A Semi-Supervised Single-Image Deraining Algorithm Based on the Integration of Wavelet Transform and Swin Transformer
Abstract
:1. Introduction
2. Related Work and Theory
2.1. Wavelet Transform
2.2. Attention Mechanism
2.3. Theoretical Analysis
2.3.1. Working Mechanism of Wavelet Transform
- Frequency domain analysis characteristics: as a time-frequency analysis tool, wavelet transform can analyze signals in both time (or space) and frequency domains. Unlike Fourier transform, it has localization and multi-resolution properties, allowing it to extract image details at different scales, which is crucial for detecting rain streaks in deraining tasks. Rain streaks, as high-frequency noise, are concentrated in certain areas of the image and are captured in high-frequency components (HL, HH). Wavelet transform breaks the image into different scales, enabling focused processing of rain streaks while preserving background details by separating components from high-frequency small scales to low-frequency large scales.
- Correlation between high-frequency components and rain streaks: since rain streaks are typically vertical or diagonal, they manifest as high-frequency features in the HL and HH sub-bands during wavelet decomposition, making them easier to capture. In contrast, the low-frequency sub-bands (LL, LH) retain horizontal details and background information. Deraining targets high-frequency subbands to remove or suppress rain streaks. The image is then restored using the inverse wavelet transform, combining all subbands to reconstruct the rain-free image. Since low-frequency subbands remain unaffected, the image structure is preserved, ensuring clarity and retention of original details.

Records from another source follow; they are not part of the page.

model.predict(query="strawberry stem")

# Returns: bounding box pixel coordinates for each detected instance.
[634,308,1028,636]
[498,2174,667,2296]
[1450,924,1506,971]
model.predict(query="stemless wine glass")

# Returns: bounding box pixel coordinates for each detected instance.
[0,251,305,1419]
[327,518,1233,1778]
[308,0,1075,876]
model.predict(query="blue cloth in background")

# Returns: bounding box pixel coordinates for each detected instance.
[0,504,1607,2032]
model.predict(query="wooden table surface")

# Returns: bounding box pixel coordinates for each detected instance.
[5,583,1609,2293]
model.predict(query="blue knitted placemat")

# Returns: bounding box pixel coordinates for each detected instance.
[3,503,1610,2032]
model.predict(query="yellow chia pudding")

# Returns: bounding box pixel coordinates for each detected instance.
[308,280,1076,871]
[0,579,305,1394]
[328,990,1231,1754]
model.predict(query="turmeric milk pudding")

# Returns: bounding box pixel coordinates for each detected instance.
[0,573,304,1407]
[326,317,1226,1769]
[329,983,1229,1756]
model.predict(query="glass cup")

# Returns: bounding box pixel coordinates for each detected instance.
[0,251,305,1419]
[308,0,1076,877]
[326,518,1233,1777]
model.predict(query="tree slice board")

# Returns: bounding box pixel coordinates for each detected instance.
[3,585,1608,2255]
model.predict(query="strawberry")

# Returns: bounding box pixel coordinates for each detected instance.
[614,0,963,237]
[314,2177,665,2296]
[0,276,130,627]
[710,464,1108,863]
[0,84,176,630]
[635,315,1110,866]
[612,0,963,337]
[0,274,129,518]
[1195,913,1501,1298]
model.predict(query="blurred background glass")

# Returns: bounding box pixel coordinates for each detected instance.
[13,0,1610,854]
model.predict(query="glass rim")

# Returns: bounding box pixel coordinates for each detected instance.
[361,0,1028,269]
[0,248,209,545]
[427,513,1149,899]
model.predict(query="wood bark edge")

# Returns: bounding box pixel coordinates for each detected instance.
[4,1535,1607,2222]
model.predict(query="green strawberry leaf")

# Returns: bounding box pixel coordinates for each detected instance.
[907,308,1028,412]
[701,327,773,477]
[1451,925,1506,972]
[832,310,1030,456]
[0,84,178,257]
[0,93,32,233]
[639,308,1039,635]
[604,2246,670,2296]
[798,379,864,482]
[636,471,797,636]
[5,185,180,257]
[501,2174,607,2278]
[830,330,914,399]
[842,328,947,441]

- Wavelet coefficient thresholding in practical applications: After extracting high-frequency rain streak features using wavelet transform, thresholding techniques can be further applied to suppress noise. Rain streaks, being sparse signals in high-frequency components, can be extracted, and irrelevant noise can be suppressed by setting an appropriate threshold. This method leverages the sparsity and locality of the signal, effectively reducing interference with the image background and enhancing deraining performance.
2.3.2. Working Mechanism of Attentional Mechanisms
- Channel and spatial attention mechanisms: the channel attention mechanism adaptively adjusts the weights of feature channels to focus on important rain streak information while suppressing irrelevant ones. It captures global information through average pooling and generates weights via convolution, prioritizing channels with stronger rain streak features and adjusting to different rain conditions. The spatial attention mechanism weights the significance of different image regions, creating an attention map that highlights areas with concentrated rain streaks. It combines global and local information through max-pooling and average-pooling, ensuring that rain streaks are processed in key regions while preserving details in others.
- Synergistic effect of channel and spatial attention: the spatial and channel attention mechanisms apply weighting to the feature map from different dimensions, with channel attention focusing on feature channels and spatial attention on regions. Combining these mechanisms creates a synergistic effect in deraining tasks. Channel attention prioritizes rain-related information, while spatial attention focuses on important regions to ensure accurate rain streak removal and preserve image details. In a multi-branch network, both attention mechanisms work together to enhance feature gathering, improving feature map learning and ultimately enhancing the quality of the derained image.
2.3.3. Combined Advantages of Wavelet Transform and Attention Mechanisms
- Fine feature extraction and rain streak attention: the wavelet transform captures multi-scale details and high-frequency features of the image, while the attention mechanism enhances the focus on these high-frequency rain streaks. This combination allows the model to effectively remove rain streaks while preserving background details, avoiding excessive smoothing.
- Rain removal and detail recovery: in the process of removing rain streaks, especially in the high-frequency part, the background details may be affected. Wavelet transform provides an efficient decomposition, while the attention mechanism can help the model to recognize and recover the details lost in the rain removal process. For example, the spatial attention mechanism enables better retention of background information, while the channel attention mechanism helps to remove rain streaks without losing important image details.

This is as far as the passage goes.